Before you begin, ensure you have met the following requirements:

  • Python 3.7 or higher

  • pip (Python package installer)

Installation

  1. Clone this repository:

    git clone https://github.com/yourusername/phi-3.5-vision-gui.git
    cd phi-3.5-vision-gui
    
  2. Install the required dependencies:

    pip install -r requirements.txt
    

Usage

  1. Start the Flask server (ensure you have the server.py file set up and running):

    python server.py
    
  2. In a new terminal, run the GUI:

    python gui_pyqt6.py
    
  3. Use the GUI to enter your prompt and image URLs, then click “Submit” to send the request to the server.

Project Structure

  • gui_pyqt6.py: The main GUI application using PyQt6

  • server.py: Flask server that interfaces with the Phi-3.5 Vision model

  • requirements.txt: List of Python dependencies

Configuration

By default, the GUI connects to a Flask server running on http://localhost:5000. If your server is running on a different address or port, modify the submit_request method in the Phi35VisionGUI class in gui_pyqt6.py.

Contributing

Contributions to this project are welcome.

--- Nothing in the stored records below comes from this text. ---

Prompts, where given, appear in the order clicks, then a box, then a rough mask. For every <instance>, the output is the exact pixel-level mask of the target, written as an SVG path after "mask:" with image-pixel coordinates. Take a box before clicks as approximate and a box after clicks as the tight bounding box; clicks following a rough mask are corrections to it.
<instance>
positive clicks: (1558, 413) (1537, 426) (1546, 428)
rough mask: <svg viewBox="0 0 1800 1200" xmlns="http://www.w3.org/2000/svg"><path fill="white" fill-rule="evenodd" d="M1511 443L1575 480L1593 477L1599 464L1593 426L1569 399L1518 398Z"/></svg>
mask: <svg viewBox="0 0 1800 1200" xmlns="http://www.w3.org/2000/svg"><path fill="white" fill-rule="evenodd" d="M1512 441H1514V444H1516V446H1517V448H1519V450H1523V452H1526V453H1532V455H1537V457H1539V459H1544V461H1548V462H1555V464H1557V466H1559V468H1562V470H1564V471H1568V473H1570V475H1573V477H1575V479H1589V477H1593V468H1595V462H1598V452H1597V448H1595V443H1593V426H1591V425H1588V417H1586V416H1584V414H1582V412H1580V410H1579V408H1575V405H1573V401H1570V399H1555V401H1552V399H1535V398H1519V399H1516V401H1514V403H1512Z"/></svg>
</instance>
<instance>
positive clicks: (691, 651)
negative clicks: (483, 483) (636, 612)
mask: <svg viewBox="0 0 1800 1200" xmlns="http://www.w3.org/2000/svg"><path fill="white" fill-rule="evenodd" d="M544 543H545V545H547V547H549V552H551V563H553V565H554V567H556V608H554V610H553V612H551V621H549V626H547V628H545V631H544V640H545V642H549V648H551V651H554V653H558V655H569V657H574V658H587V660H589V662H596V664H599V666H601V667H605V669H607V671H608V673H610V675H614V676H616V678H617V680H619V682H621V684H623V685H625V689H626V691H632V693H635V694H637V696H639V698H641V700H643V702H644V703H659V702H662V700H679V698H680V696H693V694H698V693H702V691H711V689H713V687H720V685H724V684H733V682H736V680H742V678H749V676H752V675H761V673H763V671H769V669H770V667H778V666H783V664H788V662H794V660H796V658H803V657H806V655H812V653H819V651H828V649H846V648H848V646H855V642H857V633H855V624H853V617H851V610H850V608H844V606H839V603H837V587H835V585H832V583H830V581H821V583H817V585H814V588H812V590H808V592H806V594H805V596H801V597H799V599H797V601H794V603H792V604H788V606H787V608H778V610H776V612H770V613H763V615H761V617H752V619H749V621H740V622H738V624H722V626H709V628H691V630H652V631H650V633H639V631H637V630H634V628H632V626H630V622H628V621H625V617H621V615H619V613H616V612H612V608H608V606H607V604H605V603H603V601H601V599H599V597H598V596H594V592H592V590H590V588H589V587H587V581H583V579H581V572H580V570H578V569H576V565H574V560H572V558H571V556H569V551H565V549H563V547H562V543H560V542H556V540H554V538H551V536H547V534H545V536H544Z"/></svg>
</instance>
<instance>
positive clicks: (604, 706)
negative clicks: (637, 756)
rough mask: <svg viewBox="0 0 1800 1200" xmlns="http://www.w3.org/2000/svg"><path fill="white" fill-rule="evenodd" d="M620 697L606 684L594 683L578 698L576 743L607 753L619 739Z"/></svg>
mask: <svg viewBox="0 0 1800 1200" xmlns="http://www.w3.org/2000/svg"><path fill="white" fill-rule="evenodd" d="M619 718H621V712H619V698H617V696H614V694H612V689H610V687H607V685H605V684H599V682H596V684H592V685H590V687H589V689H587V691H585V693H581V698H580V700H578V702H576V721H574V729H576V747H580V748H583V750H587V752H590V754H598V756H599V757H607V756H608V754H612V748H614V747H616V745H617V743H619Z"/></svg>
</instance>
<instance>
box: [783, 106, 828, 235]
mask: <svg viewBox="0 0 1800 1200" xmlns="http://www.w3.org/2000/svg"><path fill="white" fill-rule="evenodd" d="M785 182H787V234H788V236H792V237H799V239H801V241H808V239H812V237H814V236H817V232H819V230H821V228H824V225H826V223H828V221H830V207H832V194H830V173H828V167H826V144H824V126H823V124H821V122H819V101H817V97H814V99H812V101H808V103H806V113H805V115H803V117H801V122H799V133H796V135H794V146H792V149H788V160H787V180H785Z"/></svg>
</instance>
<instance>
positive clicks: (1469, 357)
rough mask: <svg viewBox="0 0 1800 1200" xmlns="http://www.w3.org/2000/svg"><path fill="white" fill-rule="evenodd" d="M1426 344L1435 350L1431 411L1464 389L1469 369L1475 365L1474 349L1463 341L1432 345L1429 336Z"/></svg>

Please fork the repository and submit a pull request with your changes.

License

This project is licensed under the MIT License - see the LICENSE file for details.

Acknowledgments

  • This project uses the Phi-3.5 Vision model developed by Microsoft.

  • GUI built using PyQt6.

Contact

If you have any questions or feedback, please open an issue in the GitHub repository.

Install

Flash-attn Install

pip install flash-attn --no-build-isolation

Torch Install, use Cuda12.2

pip3 install torch torchvision torchaudio --index-url https://download.pytorch.org/whl/cu121

For 8bit

pip install -U bitsandbytes